95th ESA Annual Meeting (August 1 -- 6, 2010)

COS 20-8 - Are humans decreasing the frequency and/or magnitude of ecological synergies?  A review and case study employing multiple nutrient enrichment in Bahamian estuaries

Tuesday, August 3, 2010: 10:30 AM
334, David L Lawrence Convention Center
Jacob E. Allgeier1, Amy D. Rosemond1 and Craig A. Layman2, (1)Odum School of Ecology, University of Georgia, Athens, GA, (2)Applied Ecology, North Carolina State University, Raleigh, NC

Ecological synergies are of particular interest because their unpredictable nature hinders accuracy of ecological forecasting.  Synergies can occur in response to enrichment by multiple nutrients (typically nitrogen (N) and phosphorus (P)), whereby the response to simultaneous enrichment by N+P is greater than that predicted by their additive responses. Because producers typically need N and P for growth, it is predicted that a synergy would occur most strongly in an environment with low availability of both key nutrients. Most human activities enhance rather than reduce the availability of nutrients and thus may dampen the frequency and/or magnitude of synergies.  Here we explored the frequency at which synergies occurred in previously published studies and provide a case study to test how land-use change altered the magnitude of synergistic responses.  To determine patterns in synergistic responses to N and P, we applied a novel metric, the Interaction Effect Index (IEI), that quantifies the relative degree of non-additive responses to multiple nutrient enrichment (nitrogen - N, phosphorus - P, and both - N+P), to 653 studies across diverse ecosystem types and latitudes.  We then quantified benthic algal response to enrichment by N, P and N+P across a gradient of ecosystem fragmentation (blockage of tidal flow to shallow estuaries in The Bahamas) to assess the implications of land-use change for synergistic responses. 
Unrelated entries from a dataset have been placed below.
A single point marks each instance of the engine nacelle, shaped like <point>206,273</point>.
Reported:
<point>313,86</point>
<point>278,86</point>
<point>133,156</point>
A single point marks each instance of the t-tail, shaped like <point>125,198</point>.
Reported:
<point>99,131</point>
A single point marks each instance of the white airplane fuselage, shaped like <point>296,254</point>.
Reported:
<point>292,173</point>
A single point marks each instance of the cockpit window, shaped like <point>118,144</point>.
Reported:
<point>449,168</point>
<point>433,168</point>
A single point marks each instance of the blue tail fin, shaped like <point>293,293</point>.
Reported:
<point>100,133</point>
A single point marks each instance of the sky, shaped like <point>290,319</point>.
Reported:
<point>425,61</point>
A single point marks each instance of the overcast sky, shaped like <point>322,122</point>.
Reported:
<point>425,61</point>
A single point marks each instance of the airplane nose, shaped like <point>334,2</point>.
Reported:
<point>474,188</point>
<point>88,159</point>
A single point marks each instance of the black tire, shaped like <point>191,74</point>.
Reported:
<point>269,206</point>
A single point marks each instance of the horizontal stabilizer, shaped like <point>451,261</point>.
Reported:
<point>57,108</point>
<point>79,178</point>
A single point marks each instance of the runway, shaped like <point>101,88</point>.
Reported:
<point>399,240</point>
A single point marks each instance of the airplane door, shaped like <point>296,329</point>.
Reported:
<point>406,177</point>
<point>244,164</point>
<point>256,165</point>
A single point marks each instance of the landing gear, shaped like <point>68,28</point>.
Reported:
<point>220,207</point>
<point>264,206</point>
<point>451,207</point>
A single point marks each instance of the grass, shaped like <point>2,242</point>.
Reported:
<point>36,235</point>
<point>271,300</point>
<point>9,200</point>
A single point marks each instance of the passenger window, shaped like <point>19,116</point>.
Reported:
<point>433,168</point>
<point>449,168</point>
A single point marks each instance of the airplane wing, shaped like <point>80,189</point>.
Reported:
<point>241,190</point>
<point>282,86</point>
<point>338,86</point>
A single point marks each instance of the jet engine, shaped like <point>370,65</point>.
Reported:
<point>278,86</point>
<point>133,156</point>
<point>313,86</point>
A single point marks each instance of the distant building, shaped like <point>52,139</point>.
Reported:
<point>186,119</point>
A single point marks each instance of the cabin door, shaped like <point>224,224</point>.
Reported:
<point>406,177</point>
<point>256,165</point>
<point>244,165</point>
We found that synergies occurred less commonly than alternative responses (e.g., antagonisms) across all ecosystem types.  But when they did occur, they were often great in magnitude.  Synergistic responses were strongest in freshwater and temperate systems, and weakest in terrestrial and arctic systems.  We found that ecosystem fragmentation resulted in greater algal biomass and reduced magnitude of synergisms than in unfragmented sites.  A strong negative correlation (R2 = 0.78) was found between algal biomass under control conditions (a surrogate for base ecosystem productivity) and the magnitude of synergism (as quantified by the IEI).  Our findings demonstrate anthropogenic changes to coastal systems may be shifting nutrient limitation from historical baselines, thereby affecting our basic understanding of how relatively pristine ecosystems function.